Real Power User Move
Here’s something that takes 30+ lines of SQL but just three clicks in direct manipulation:
“Show me month-over-month growth rates for each product category, but only for categories that had at least $100K revenue last quarter, grouped by region.”
In StarLifter:
- Group by: Region, Product Category, Month
- Filter: Last quarter revenue > $100K (applied to categories)
- Calculate: Month-over-month % change
The system handles the window functions, the subqueries for the filter, the proper JOIN order. You just describe what you want by manipulating the interface.
Why Engineers Love This Too
I know what you’re thinking: “This is for non-technical users.”
Wrong.
I’m technical. I can write complex SQL. But when I’m exploring data, I don’t want to think about syntax.
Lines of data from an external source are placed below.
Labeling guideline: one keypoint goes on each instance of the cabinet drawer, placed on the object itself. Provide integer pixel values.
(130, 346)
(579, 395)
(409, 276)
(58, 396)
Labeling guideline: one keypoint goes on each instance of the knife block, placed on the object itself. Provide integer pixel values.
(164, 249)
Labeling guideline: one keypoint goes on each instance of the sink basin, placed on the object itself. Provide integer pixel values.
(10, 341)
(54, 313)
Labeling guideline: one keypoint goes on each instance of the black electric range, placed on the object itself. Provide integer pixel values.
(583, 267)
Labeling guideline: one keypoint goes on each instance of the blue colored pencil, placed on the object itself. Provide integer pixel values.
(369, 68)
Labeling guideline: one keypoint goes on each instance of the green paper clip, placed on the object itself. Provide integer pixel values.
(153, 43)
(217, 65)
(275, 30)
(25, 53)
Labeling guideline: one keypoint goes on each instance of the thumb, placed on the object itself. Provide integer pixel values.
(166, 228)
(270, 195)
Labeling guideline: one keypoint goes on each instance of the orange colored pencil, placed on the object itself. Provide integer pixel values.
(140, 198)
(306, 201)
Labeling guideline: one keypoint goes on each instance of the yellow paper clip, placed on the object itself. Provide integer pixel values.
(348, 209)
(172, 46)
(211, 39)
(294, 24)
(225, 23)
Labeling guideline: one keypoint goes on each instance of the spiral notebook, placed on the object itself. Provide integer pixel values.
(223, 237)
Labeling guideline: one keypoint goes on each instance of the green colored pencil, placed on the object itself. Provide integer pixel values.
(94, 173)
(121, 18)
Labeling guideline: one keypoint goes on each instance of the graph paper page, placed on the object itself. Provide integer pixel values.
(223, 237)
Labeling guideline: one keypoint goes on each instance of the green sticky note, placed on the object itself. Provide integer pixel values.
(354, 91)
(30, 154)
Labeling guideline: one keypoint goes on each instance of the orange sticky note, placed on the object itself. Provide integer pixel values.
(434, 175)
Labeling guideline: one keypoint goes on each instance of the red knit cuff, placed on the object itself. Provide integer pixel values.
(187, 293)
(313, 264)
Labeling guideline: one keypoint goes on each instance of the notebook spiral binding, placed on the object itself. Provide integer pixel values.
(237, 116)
I want to think about insights.
- Faster exploration: Test 10 different groupings in the time it takes to debug one SQL query
- Fewer errors: No more “column must appear in GROUP BY clause” messages
- Better collaboration: Screen-share and anyone can follow what you’re doing
- SQL export: Get the generated SQL when you need it for production
The Abstraction Brings Us Closer
Here’s the counterintuitive part: As we abstract away from SQL, we actually get closer to the business problem.
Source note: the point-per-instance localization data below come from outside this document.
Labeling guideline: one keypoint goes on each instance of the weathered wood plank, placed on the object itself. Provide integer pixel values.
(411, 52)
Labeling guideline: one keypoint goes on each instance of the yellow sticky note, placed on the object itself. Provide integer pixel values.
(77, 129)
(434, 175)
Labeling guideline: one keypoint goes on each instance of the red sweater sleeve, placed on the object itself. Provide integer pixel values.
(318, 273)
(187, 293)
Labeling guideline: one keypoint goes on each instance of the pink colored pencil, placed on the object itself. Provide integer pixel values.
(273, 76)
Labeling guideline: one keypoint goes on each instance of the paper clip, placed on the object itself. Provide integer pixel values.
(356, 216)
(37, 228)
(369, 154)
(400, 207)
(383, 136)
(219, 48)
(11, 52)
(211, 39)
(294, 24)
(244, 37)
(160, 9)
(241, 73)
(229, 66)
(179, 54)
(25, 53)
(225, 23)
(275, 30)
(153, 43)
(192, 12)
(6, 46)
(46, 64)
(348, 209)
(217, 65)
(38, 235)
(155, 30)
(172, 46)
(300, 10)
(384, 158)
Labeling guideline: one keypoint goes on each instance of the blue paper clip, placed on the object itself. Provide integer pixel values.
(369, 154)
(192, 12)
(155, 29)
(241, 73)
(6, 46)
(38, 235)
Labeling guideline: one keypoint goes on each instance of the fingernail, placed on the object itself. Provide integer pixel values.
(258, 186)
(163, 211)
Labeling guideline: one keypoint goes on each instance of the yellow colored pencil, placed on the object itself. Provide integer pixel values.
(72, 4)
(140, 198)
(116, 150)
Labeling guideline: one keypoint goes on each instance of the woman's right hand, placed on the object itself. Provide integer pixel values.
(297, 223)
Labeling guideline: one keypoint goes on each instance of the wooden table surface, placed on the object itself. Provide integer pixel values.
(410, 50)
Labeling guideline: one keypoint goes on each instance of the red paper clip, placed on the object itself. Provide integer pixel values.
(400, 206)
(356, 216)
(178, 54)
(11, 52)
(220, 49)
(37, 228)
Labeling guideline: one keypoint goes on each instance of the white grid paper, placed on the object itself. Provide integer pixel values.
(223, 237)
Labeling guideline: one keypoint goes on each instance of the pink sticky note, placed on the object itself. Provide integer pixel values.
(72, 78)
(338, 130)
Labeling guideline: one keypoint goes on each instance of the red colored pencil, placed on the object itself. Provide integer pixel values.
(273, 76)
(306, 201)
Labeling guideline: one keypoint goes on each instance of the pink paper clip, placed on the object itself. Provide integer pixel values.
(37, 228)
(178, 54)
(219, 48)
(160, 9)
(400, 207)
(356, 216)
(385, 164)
When you’re debugging a GROUP BY clause, you’re thinking about SQL. When you’re dragging pills to reorder groupings, you’re thinking about what the data means. When you’re asking “What drove the spike in Q3?”, you’re thinking about the business.
The technical abstraction doesn’t distance us from the problem—it removes the distance that SQL syntax created.
The Future Is Already Here
Watch a modern analyst work:
- They start with a question in plain English
- Refine with direct manipulation
- Drill down with another question
- Adjust with a right-click
- Export the final SQL for production
They’re using SQL’s power without touching SQL. They’re moving at the speed of thought, not the speed of syntax.
Next time you need to answer a data question, ask yourself: “Do I want to think about the problem, or about the query?”
The answer will guide you to the right abstraction. And increasingly, that abstraction isn’t SQL—it’s whatever gets you closest to the actual question you’re trying to answer.